Council of Agriculture Animal and Plant Health Inspection and Quarantine Bureau has released a full set of protein sequences for H5N2 (A/GS/YL/0104/2015) and H5N3 (A/GS/KS/01042/2015) as well as nearly complete (all except PA) sequences for H5N8(A/GS/CY/0103/2015) at their website.  Also including were BLAST results at GenBank for the nucleotide sequences for H5N2 as well as N8 and N3.  The agency is to be commended for the prompt release of these important sequences.

These data showed that all three H5 sequences were closely related to the sub-clade represented by A/crane/Kagoshima/KU1/2014 from Japan and A/turkey/BC/FAV10/2014 in Canada.  This sub-clade is distinct from the sub-clade circulating in Europe, while evolved from the sequences from the wigeon in Siberia, A/wigeon/Sakha/1/2014.  Although both sub-clades evolved fro the clade sequences identified in Korea in early 2014, the Kagoshima sub-clade evolved independently and has distinguishing markers in each gene segment.  In H5 one of the markers is 227S, which is common in bird isolates, but almost all H5 sequences from Korea have S227R.  The exception is A/Baikal teal/Korea/H96/2014, which also has 227S, as does all three H5 serotypes from Taiwan. 

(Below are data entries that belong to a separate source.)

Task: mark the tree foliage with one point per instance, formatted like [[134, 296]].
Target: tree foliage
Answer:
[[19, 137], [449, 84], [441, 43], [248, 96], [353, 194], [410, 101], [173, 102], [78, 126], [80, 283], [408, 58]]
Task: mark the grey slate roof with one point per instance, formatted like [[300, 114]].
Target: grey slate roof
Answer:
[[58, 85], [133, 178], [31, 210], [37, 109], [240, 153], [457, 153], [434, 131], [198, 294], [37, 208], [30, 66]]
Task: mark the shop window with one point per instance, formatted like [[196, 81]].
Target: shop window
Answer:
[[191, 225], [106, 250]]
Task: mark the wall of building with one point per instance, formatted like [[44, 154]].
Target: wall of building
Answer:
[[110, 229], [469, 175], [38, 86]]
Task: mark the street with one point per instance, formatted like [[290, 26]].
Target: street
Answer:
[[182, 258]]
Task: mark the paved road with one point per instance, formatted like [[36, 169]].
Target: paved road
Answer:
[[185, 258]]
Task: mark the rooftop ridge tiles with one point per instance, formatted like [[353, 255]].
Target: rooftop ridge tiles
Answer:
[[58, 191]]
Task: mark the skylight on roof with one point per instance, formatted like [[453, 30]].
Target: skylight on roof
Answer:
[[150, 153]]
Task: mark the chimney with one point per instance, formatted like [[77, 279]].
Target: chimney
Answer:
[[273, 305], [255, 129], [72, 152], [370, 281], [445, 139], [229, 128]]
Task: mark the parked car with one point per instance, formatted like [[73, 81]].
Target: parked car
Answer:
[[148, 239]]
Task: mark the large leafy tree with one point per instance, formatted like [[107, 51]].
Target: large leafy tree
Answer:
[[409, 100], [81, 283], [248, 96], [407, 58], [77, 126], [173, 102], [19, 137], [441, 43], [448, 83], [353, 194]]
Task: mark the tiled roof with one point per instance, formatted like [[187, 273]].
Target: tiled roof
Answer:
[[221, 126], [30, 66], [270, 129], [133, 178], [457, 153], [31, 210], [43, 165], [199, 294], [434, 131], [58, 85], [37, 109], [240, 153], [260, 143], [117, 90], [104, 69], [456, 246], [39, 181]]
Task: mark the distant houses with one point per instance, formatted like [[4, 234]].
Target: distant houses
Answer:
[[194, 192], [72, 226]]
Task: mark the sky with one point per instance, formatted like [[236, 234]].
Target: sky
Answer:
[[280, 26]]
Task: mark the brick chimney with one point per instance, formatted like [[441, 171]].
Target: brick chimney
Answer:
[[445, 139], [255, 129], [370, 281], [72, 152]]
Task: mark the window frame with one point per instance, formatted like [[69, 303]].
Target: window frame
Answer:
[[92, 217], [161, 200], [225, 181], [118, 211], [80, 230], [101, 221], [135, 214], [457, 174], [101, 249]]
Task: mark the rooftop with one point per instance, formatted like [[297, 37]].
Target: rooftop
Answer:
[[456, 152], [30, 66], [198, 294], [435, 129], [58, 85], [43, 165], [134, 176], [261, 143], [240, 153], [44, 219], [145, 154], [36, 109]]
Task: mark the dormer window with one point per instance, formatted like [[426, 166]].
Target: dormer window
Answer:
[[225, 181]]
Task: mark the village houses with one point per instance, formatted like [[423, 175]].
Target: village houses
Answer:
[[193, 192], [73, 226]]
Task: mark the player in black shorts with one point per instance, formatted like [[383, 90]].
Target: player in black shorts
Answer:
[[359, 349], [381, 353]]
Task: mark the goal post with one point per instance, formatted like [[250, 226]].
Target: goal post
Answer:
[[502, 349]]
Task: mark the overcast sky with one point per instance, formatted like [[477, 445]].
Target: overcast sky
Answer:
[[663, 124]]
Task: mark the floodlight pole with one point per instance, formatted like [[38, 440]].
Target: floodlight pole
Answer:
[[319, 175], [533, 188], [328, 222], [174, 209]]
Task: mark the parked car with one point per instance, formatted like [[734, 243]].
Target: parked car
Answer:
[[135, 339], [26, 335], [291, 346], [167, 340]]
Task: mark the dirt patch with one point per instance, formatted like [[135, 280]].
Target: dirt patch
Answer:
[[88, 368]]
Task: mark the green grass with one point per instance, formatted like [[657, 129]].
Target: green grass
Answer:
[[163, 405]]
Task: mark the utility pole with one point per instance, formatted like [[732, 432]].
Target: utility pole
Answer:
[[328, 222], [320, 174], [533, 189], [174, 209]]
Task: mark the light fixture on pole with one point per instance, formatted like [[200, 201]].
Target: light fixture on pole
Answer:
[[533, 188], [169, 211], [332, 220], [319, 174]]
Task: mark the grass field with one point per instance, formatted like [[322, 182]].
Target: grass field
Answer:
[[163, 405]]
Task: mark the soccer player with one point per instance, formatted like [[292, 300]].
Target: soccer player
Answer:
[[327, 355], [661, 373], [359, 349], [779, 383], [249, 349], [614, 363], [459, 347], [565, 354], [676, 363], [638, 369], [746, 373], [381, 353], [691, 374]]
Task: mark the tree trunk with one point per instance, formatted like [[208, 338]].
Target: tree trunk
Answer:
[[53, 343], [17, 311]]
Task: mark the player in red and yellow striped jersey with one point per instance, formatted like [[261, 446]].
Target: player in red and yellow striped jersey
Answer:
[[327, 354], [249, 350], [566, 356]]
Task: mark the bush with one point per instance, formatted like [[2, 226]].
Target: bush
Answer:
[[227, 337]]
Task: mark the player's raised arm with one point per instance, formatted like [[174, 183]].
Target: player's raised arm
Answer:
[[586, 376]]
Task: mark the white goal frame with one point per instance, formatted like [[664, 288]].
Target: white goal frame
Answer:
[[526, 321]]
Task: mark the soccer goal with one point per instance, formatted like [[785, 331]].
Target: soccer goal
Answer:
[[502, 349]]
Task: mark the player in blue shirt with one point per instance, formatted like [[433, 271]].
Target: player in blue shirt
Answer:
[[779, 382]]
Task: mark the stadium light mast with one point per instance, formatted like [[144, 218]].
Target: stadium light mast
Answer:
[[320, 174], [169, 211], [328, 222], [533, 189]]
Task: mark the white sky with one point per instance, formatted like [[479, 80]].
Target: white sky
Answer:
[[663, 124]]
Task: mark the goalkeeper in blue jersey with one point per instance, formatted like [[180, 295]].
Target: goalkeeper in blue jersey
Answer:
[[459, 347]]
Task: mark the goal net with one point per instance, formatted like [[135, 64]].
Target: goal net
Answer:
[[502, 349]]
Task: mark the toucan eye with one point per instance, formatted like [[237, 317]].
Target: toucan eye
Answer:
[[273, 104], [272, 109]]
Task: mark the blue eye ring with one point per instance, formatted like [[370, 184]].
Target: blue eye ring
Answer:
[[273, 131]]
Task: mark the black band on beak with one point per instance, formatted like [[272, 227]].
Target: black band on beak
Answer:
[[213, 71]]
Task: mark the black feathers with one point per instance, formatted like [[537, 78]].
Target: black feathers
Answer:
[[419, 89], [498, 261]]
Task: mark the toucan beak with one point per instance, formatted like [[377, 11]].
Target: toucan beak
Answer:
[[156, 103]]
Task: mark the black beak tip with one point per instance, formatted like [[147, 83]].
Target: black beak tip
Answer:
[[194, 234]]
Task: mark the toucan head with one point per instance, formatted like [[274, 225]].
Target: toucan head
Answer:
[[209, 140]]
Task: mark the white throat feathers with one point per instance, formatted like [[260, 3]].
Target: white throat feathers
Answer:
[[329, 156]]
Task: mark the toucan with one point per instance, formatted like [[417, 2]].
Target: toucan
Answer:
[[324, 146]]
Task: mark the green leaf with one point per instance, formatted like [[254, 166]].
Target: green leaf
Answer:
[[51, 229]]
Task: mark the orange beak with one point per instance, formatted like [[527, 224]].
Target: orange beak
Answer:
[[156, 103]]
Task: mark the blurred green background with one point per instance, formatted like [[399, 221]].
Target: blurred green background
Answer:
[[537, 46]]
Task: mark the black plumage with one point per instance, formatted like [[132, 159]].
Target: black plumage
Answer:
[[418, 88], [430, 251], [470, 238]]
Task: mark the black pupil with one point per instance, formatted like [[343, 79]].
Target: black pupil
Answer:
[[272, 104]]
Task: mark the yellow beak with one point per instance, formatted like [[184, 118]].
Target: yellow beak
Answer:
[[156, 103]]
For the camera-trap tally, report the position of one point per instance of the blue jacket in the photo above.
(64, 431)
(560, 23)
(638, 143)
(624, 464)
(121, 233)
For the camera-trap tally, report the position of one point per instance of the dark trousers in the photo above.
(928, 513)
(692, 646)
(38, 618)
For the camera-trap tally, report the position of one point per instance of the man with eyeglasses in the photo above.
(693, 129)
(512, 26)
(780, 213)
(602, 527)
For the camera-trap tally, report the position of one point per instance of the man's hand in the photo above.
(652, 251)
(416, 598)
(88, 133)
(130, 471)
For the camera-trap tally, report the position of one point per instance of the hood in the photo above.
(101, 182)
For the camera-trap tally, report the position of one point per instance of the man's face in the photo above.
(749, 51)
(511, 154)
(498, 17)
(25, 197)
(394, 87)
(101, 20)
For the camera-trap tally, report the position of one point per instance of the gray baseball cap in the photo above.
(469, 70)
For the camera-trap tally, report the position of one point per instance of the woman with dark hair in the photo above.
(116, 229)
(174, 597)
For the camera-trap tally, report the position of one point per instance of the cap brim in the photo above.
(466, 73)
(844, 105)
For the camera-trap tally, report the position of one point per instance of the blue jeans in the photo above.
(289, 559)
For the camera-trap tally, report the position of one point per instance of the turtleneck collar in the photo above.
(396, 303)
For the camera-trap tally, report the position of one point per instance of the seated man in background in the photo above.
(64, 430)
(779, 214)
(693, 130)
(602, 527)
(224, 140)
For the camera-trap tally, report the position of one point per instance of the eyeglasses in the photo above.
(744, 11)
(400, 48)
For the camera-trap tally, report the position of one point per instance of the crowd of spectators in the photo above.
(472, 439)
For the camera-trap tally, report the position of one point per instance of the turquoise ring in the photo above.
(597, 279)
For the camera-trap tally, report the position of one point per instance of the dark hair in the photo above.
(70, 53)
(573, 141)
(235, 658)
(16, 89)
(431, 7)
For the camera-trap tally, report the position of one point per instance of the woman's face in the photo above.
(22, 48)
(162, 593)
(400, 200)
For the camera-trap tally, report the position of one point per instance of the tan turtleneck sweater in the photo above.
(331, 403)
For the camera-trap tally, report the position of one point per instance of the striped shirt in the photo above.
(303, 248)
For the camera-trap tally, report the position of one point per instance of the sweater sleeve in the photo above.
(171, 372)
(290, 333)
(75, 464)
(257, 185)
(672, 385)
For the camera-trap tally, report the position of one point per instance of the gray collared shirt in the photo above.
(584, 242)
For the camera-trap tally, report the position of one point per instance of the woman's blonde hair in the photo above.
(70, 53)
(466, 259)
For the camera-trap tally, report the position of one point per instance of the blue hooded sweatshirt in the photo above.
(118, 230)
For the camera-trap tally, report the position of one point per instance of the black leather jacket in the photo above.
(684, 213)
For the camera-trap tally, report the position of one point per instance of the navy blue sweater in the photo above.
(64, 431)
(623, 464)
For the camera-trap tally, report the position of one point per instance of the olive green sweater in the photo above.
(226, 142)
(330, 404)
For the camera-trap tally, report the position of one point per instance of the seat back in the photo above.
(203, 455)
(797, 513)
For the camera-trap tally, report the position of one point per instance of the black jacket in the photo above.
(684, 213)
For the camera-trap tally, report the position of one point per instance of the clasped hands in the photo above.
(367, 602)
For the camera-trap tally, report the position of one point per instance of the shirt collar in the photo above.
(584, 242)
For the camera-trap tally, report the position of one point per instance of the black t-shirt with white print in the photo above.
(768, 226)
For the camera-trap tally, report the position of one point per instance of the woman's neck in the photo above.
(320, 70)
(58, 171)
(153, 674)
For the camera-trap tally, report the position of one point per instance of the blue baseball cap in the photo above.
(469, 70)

The first US H5N2 sequence, A/Northern pintail/Washington/40964/2014, was said to be closest to A/bean goose/Korea/H40/2014, which has S227R, suggesting that at least two different H5N2 sub-clades are circulating in North America.

The recent sequences from Taiwan signal significant diversity.  The H5N2 BLAST data indicates 5 of the 8 gene segments (PB2, PB1, PA, NP, N2) match wild bird sequences that are distinct from the sequences in South Korea.  However, the NS sequence released also matches wild birds, indicating the H5N2 sequences in Taiwan form at least two different constellations with Korea / Wild Bird ratios of 2/6 and 3/5.  Moreover, the 7 released gene sequences from H5N8 also have two wild bird segments (PB1 and NP), signaling more diversity than seen in the sub-clade in Europe, where all 8 gene segments match South Korean lineages.

In Taiwan, H5 has been confirmed on 655 farms, and the three serotypes continue to spread.  However, a sub-set of farms have at least two H5 serotypes signaling co-circulation which could generate additional constellations through reassortment. 

Similar diversity may exist in North America, but only 1 set of sequences has been released.Sequences from the 14 wild birds, 2 captive birds, and 6 farms should be released immediately.